Big TVs are getting big, and are bigger than ever. While a screen measuring 42 or 47 inches diagonally was once the norm, this has jumped to 55 and 65 inches in recent years.
Yet for some people, that’s not actually enough.
Larger screen sizes can be the domain of LED-backlit LCD TVs and OLED TVs alike, but they tend to max out around the 88, 92, and a little past 100 inches. If you need bigger, projectors tend to be where it’s at, but again, that might not be enough for all.
Here at CES, Samsung is showcasing its “The Wall” concept, and it’s looking closer to ready than we’ve seen, as one of the world’s biggest suppliers of TV screens looks to the modular world for inspiration.
The concept is called “MicroLED”, and is basically a modular screen concept in a block. You grab one block for a small screen, or several for another, and much like how your can use LiFX Tile lights or Nanoleaf modular lights to create a lighting system, you can use Samsung’s MicroLED to build a display that fits your surroundings and your life.
If that’s on a small bookshelf, it could be a long rectangular display.
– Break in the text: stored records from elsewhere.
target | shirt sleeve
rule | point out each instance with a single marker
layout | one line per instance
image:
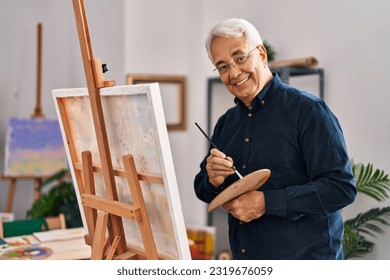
(330, 185)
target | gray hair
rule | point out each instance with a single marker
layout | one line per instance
(233, 28)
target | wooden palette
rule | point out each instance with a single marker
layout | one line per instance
(250, 182)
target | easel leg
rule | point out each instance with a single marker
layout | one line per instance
(99, 237)
(37, 191)
(11, 195)
(138, 200)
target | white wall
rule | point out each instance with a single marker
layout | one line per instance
(62, 63)
(350, 38)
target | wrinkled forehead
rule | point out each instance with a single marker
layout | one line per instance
(223, 48)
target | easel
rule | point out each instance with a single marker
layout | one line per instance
(111, 211)
(38, 113)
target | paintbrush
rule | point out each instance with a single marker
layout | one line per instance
(214, 146)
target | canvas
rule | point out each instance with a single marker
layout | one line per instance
(34, 147)
(135, 124)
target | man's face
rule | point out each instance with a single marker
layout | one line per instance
(244, 81)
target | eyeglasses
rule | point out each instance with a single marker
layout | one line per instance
(239, 60)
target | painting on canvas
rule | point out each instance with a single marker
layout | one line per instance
(34, 147)
(135, 124)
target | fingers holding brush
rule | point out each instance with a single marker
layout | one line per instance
(218, 167)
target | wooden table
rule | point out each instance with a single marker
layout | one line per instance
(71, 249)
(62, 249)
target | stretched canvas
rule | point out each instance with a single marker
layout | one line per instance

If that’s on a cupboard door, it be one block and square. And if that’s a giant wall, that’s several blocks making that giant wall.
Samsung’s MicroLED grew from the 2018 CES introduction of The Wall, and should arrive in a range of sizes, including an 88 inch and a 150 inch modular display, which is made from a two-part process of mounting a wall plate before placing a magnetic MicroLED panel to the plate.
What’s more, the MicroLED concept can be used to connect several screens wirelessly, making for TV screens that fit a space in various ways, such as across walls or furniture.
Without doubt, it’s been one of the more exciting displays from CES 2020, even as the show begins.
The MicroLED screens are bright, clear, and very easy on the eyes, and the possibilities are endless. Samsung showed off examples that were basically covers for furniture, while another was glazed with a reflective film and turns the concept into a mirror.
According to Samsung, the technology will also potentially work with Samsung’s ambient TV wallpaper mode from the past couple of years, making it blend into your home when not in use, rather than show up merely as a series of black squares.
Pricing however remains more of a mystery. Australian release isn’t technically confirmed for local release, so until that happens, there won’t be pricing, and you might be waiting a bit.
Leigh Stark was flown to CES 2020 in Las Vegas, USA as a guest of the Consumer Technology Association (CTA).